Dans une autre décision, rendue quelques années plus tard, la Cour suprême confirmera sa position et relèvera que «[…] l’obligation des administrateurs est claire: elle est envers la société5.» Selon elle, l’obligation de loyauté «[…] ne se limite pas à la valeur des actions ou au profit à court terme6.» Pour la Cour, dans une perspective économique, ce concept réfère à la maximisation de la valeur de l’entreprise. En termes plus simples, elle enjoint les administrateurs et les dirigeants à agir de manière à faire de la société une «meilleure entreprise7».

Une histoire bien plus ancienne
Si la position prise par la Cour suprême du Canada en 2004 apparaît audacieuse, elle se situe tout de même dans le prolongement d’un rapport à l’histoire plus global du droit des sociétés par actions au Canada.

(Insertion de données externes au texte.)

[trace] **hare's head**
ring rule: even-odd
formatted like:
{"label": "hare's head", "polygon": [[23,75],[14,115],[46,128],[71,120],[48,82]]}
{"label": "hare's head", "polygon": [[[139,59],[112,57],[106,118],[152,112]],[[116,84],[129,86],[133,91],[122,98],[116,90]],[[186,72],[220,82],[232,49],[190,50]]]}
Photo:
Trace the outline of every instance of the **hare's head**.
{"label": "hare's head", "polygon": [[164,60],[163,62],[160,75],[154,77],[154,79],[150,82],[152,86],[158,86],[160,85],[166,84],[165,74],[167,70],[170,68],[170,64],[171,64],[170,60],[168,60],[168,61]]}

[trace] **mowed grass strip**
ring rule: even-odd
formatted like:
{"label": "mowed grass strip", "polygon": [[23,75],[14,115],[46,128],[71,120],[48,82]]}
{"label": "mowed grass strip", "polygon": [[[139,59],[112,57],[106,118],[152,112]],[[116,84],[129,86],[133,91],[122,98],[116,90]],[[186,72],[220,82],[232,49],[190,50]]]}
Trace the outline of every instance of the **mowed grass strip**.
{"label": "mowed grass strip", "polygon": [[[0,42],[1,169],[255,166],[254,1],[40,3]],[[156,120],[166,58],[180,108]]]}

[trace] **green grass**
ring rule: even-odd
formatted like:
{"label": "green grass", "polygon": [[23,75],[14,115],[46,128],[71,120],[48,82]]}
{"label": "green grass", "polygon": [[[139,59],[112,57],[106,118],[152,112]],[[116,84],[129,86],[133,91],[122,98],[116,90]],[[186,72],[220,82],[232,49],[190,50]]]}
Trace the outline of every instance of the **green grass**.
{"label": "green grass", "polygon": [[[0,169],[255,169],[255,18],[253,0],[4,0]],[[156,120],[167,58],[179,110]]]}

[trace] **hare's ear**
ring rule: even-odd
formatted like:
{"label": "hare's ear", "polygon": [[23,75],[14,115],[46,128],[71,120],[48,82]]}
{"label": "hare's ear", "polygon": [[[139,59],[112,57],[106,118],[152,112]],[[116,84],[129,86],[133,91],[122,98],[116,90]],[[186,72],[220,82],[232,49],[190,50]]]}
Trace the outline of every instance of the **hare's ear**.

En réalité, le projet de loi C-97 prend racine avant même la décision de la Cour suprême de 2004. Dès 1971, le rapport canadien consacré au droit des sociétés (rapport dit «Dickerson») avait précisé que l’abandon de la théorie de l’ultra vires (expression latine qui signifie au-delà des pouvoirs) et du détournement de pouvoir ainsi que l’insistance mise sur la bonne foi laissaient…

• … aux administrateurs la libre décision de prendre en considération les facteurs qu’ils considèrent importants dans la détermination de la politique de la société; et

• … aux tribunaux la possibilité d’échapper aux contraintes décrites bien charitablement comme anachroniques et qui se sont développées dans les cours de justice anglaises.

Ainsi considérer le projet de loi C-97 et la décision Magasins à rayons Peoples Inc. (Syndic de) c. Wise comme des figures d’exception serait faire fi des théories traditionnelles trop souvent éclipsées du droit qui s’y sont retrouvées à différentes périodes de l’histoire au Canada (mais aussi aux États-Unis et en Europe)8. Ces théories confirment toutes que l’intérêt des entreprises ne se résume pas à celui des seuls actionnaires. Elles ont une mission plus noble. Il n’est donc pas si nouveau de dépasser ce que veulent les actionnaires lorsque l’on réfléchit sur la signification de ce qu’est juridiquement l’intérêt d’une entreprise.

D’ailleurs, certains spécialistes ont reconnu au Canada son statut de pionnier à cet égard9.

À qui doit profiter l’entreprise? La réponse à cette question apparaît donc claire aux yeux de la loi. Mais quel est le poids réel de cette prescription légale sur le comportement observable des sociétés? C’est sur cet aspect que je compte m’attarder dans mon prochain billet.

1 Loi portant exécution de certaines dispositions du budget déposé au Parlement le 19 mars 2019 et mettant en œuvre d’autres mesures, projet de loi C-97 (1re lecture), 42e législature, 1re session, 8 avril 2019.

2 La construction juridique canadienne a suivi en cela pendant longtemps la position américaine: Palmer v. Carling O’Keefe Breweries of Canada Ltd., (1989) 67 O.R. (2d) 161 (H.C.); Re Olympia & York Enterprises and Hiram Walker Resources Ltd., (1986) 59 O.R. (2d) (Gen.Div.); Teck Corporation Ltd. v. Millar, [1973] 2 W.W.R. 385, 412 (B.C.S.C.).

3 Magasins à rayons Peoples Inc. (Syndic de) c. Wise, (2004) C.S.C. 68, [2004] 3 S.C.R. 461, au par. 42.

4 Magasins à rayons Peoples Inc. (Syndic de) c. Wise, (2004) C.S.C. 68, [2004] 3 S.C.R. 461, au par. 43.

5 BCE Inc. c. Détenteurs de débentures de 1976, (2008) CSC 69, au par. 37.

6 BCE Inc. c. Détenteurs de débentures de 1976, (2008) CSC 69, au par. 38.

7 Magasins à rayons Peoples Inc. (Syndic de) c. Wise, (2004) C.S.C. 68, [2004] 3 S.C.R. 461, au par. 43.

8 Pour une synthèse, voir: Ivan TCHOTOURIAN, avec la collab. de Jean-Christophe BERNIER, Devoir de prudence et de diligence des administrateurs et RSE: approche comparative et prospective, Cowansville, éditions Yvon Blais, 2014, aux p. 144 et s., aux par. 100 et s. Voir aussi: Marcel LIZÉE, «Essai sur la nature de la société par actions», (1999) 39 R.D. McGill 509, 523 et s.

9 «[…] among the common law jurisdictions to include non-shareholder groups in the framework of corporate law.» P.M. VASUDEV, «Corporate Stakeholders in Canada – An Overview and a Proposal», (2015) 45-1 Ottawa Law Review 137, 139.